Heading the secret talks on the company side were vice presidents Ray Conner, who led negotiations with the union previously and is now head of sales at Boeing Commercial Airplanes; and Rick Stephens, who heads employee relations from Boeing's Chicago headquarters.
For the union, the key players were Rich Michalski, general vice president at the IAm's Washington D.C. headquarters; Mark Blondin, the former local district president for the Puget Sound region who now heads the IAM's nationwide aerospace negotiations; and Tom Wroblewski, president of local district 751.
Boeing's leverage in the talks was its offer of the 737 MAX in Renton, which secures well-paid union jobs.
The union, for its part, had leverage through Boeing's discomfort with the NLRB case.

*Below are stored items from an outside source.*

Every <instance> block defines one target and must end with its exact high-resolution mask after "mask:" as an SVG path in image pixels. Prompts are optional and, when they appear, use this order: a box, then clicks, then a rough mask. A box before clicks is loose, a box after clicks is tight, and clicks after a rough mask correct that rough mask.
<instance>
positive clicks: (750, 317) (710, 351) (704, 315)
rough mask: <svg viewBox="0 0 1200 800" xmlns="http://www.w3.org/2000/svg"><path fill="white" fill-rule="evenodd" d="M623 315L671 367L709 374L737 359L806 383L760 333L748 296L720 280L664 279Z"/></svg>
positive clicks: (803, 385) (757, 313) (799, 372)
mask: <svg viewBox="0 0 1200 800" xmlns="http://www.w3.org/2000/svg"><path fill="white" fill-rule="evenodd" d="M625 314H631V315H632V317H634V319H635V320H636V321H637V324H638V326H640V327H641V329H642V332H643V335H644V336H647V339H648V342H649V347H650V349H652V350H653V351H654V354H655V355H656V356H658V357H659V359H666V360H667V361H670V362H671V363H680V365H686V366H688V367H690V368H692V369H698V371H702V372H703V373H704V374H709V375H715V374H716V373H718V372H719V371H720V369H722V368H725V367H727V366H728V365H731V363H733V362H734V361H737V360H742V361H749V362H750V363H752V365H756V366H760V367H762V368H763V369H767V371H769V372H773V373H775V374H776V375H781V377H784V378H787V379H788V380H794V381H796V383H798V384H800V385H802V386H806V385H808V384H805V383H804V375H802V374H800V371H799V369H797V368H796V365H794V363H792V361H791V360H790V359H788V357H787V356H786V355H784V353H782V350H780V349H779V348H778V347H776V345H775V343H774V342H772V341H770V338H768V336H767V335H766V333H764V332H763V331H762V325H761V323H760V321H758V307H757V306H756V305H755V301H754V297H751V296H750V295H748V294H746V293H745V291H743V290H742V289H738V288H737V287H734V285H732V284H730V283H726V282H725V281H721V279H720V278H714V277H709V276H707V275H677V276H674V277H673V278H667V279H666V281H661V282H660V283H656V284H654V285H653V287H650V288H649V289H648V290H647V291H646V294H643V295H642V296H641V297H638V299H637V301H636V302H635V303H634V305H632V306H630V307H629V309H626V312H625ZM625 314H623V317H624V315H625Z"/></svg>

That case had already resulted this summer in the release of embarrassing company documents revealing details of internal discussions in 2009 over the siting of the 787 second assembly line in South Carolina. Imminent legal rulings threatened to force the release of further internal documents, such as executive e-mails.
Dominic Gates: 206-464-2963 or email@example.com
Information in this article, originally published Nov. 29, 2011, was corrected the same day. A previous version of this story attributed a comment by Machinists official Mark Blondin — "The 737 MAX has landed here in the state of Washington" — to Tom Wroblewski, president of Machinists local 751.